The Internet was buzzing recently about some big blue catfish caught near Sioux City, Iowa, one which was possibly big enough to be a South Dakota state record.
A story appeared on the Sioux City Journal's web site about a South Dakota angler who caught a 99 1/4-pound blue catfish. His fishing partner, a Sioux City man, landed a 71-pound blue. Apparently, those fish were caught in the Big Sioux River just upstream of its confluence with the Missouri. In large river systems, it's a safe bet those fish spent a least part of their lives, if not most of them, moving in and around the Missouri River. There's a good chance those fish were in Nebraska border water in the Missouri at some time, and maybe most of the time.

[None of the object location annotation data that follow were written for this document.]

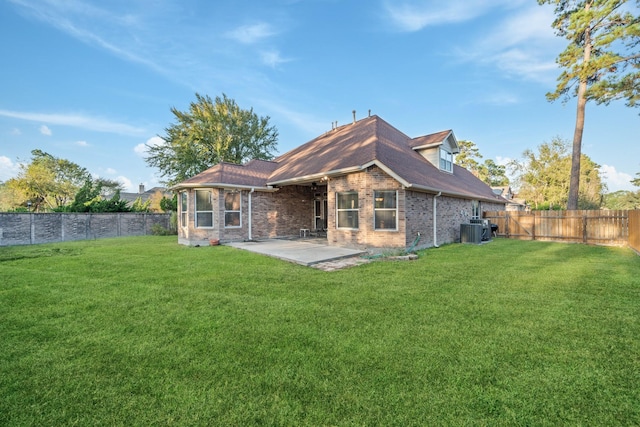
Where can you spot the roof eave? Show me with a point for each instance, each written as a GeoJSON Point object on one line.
{"type": "Point", "coordinates": [315, 176]}
{"type": "Point", "coordinates": [176, 187]}
{"type": "Point", "coordinates": [453, 193]}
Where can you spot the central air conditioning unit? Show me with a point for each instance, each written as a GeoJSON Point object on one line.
{"type": "Point", "coordinates": [486, 227]}
{"type": "Point", "coordinates": [471, 233]}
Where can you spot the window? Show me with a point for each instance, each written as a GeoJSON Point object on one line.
{"type": "Point", "coordinates": [204, 209]}
{"type": "Point", "coordinates": [446, 160]}
{"type": "Point", "coordinates": [475, 209]}
{"type": "Point", "coordinates": [183, 209]}
{"type": "Point", "coordinates": [347, 209]}
{"type": "Point", "coordinates": [385, 210]}
{"type": "Point", "coordinates": [232, 209]}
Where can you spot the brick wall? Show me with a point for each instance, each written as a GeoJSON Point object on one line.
{"type": "Point", "coordinates": [365, 182]}
{"type": "Point", "coordinates": [33, 228]}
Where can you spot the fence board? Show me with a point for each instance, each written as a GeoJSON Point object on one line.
{"type": "Point", "coordinates": [611, 227]}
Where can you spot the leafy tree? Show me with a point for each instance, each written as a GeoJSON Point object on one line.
{"type": "Point", "coordinates": [622, 199]}
{"type": "Point", "coordinates": [93, 197]}
{"type": "Point", "coordinates": [544, 177]}
{"type": "Point", "coordinates": [636, 181]}
{"type": "Point", "coordinates": [208, 133]}
{"type": "Point", "coordinates": [601, 63]}
{"type": "Point", "coordinates": [469, 155]}
{"type": "Point", "coordinates": [493, 174]}
{"type": "Point", "coordinates": [489, 171]}
{"type": "Point", "coordinates": [139, 206]}
{"type": "Point", "coordinates": [169, 204]}
{"type": "Point", "coordinates": [48, 182]}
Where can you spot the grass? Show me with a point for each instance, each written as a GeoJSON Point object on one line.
{"type": "Point", "coordinates": [142, 331]}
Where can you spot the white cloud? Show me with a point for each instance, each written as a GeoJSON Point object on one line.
{"type": "Point", "coordinates": [74, 120]}
{"type": "Point", "coordinates": [522, 45]}
{"type": "Point", "coordinates": [616, 180]}
{"type": "Point", "coordinates": [272, 58]}
{"type": "Point", "coordinates": [8, 169]}
{"type": "Point", "coordinates": [415, 15]}
{"type": "Point", "coordinates": [141, 149]}
{"type": "Point", "coordinates": [251, 34]}
{"type": "Point", "coordinates": [45, 130]}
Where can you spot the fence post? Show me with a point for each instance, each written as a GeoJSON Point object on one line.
{"type": "Point", "coordinates": [506, 225]}
{"type": "Point", "coordinates": [32, 229]}
{"type": "Point", "coordinates": [533, 228]}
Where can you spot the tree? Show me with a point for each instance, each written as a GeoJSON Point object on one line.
{"type": "Point", "coordinates": [544, 177]}
{"type": "Point", "coordinates": [208, 133]}
{"type": "Point", "coordinates": [93, 196]}
{"type": "Point", "coordinates": [48, 182]}
{"type": "Point", "coordinates": [489, 171]}
{"type": "Point", "coordinates": [493, 174]}
{"type": "Point", "coordinates": [469, 155]}
{"type": "Point", "coordinates": [622, 199]}
{"type": "Point", "coordinates": [601, 63]}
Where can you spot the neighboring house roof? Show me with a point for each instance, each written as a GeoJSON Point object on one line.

The story states that the 99 1/4-pound fish was released after it was weighed.
It would be great to see the current Nebraska hook-and-line blue catfish state record broken. That record has been on the books since 1970, and that fish was taken back when it was legal to take a big blue catfish by snagging. Snagging, of course, no longer is permitted, but there could be some blue catfish swimming in Nebraska’s Missouri River that would break the record. The current record is 100 pounds, 8 ounces. A 107-pound, 12-ounce fish was caught from Nebraska waters last fall when the paddlefish state record fell, and it can be done again. The gentleman from South Dakota has proven it.
One of the Nebraska Game and Parks Commission sampling crews collected a big blue cat from Lewis and Clark Reservoir a few years back. That fish was big enough to be a state record, and it was released back into Lewis and Clark. It may still be out there.
There is time yet this summer to catch a state-record blue cat. Big blues actually are more active later into the year in colder water than flatheads and even channel cats. Late fall, early winter would be a prime time to catch a state-record blue. That fish is out there, somewhere, waiting. Are you brave enough to go get it?